How Is the Christoffel Symbol Related to the Metric Tensor's Determinant?

[bdforbes]

Homework Statement

Prove that
$$\Gamma^\mu_{\mu\lambda}=\frac{1}{\sqrt{-g}}\partial_\lambda(\sqrt{-g})$$

where g is the determinant of the metric, and $\Gamma$ are the Christoffel connection coefficients.

The Attempt at a Solution

From the general definition of the coefficients I got:
$$\Gamma^\mu_{\mu\lambda}=(1/2)g^{\mu\rho}\partial_\lambda g_{\rho\mu}$$

But I have no idea how to work with the determinant of the metric. I'm not sure if I'm allowed to use this:

det(g)=exp[Tr ln G]

And if I did, would I have to use the GR definition of the trace?

$$Tr R = R^\mu_\mu$$

I cleaned it up a little bit with the chain rule:

$$\frac{1}{\sqrt{-g}}\partial_\lambda(\sqrt{-g})$$
$$=\frac{1}{2g}\partial_\lambda(g)$$

 

[dextercioby]

The last part you wrote can't be right.

I'd start with

$$\delta |g| = \delta \[\exp \(\mbox{Tr} \ln |g|\)\]$$

and then see what the 'delta' of the RHS brings me.

 

[Hurkyl]

Isn't there an index-notation expression for the determinant?

 

[bdforbes]

Thanks for the tips. Turns out it's a bit simpler:

1. From Jacobi's formula we get:
$$dg=A^{ik}dg_{ik}$$
where $A^{ik}$ are elements of the adjugate of the metric.

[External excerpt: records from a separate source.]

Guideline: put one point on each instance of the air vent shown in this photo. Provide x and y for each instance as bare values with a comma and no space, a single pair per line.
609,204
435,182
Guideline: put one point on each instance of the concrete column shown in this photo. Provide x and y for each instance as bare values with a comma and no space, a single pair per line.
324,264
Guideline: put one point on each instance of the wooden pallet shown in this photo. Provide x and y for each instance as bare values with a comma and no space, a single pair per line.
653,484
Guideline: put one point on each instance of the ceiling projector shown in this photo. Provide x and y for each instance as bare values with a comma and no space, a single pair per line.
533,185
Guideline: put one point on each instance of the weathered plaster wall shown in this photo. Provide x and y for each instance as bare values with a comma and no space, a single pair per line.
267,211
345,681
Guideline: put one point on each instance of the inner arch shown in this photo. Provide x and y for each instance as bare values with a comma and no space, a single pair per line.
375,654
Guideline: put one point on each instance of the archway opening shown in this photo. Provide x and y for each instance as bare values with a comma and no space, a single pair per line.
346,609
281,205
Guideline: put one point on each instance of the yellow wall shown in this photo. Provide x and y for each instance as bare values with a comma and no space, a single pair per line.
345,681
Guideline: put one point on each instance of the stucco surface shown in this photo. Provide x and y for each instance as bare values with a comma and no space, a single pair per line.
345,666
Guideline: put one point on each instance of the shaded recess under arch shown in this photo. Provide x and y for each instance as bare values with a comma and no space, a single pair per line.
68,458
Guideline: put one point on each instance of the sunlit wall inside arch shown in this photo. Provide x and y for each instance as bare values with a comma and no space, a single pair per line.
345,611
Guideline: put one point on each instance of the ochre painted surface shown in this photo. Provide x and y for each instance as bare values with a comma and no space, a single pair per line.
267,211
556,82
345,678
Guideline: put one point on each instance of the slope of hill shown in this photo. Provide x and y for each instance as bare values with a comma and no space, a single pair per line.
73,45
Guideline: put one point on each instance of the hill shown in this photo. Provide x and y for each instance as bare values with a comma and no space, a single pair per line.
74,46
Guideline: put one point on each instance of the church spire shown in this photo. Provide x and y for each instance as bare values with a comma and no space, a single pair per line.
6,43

2. Standard differential expansion:
$$dg=\frac{\partial g}{\partial g_{ik}}dg_{ik}$$
$$\Rightarrow A^{ik}=\frac{\partial g}{\partial g_{ik}}$$

3. From Laplace's formula for the determinant we get:
$$g^{ik}=(1/g)A^{ik}$$Putting this all together we have:
$$g^{ik}=\frac{1}{g}\frac{\partial g}{\partial g_{ik}}$$

Substitute this into my expression for $\Gamma^\mu_{\mu\lambda}$ above and the result follows.

I'm still working on the proofs to steps 1 and 3 above, but essentially the problem is solved. Feels good to brush up on my linear algebra, haven't used it for years.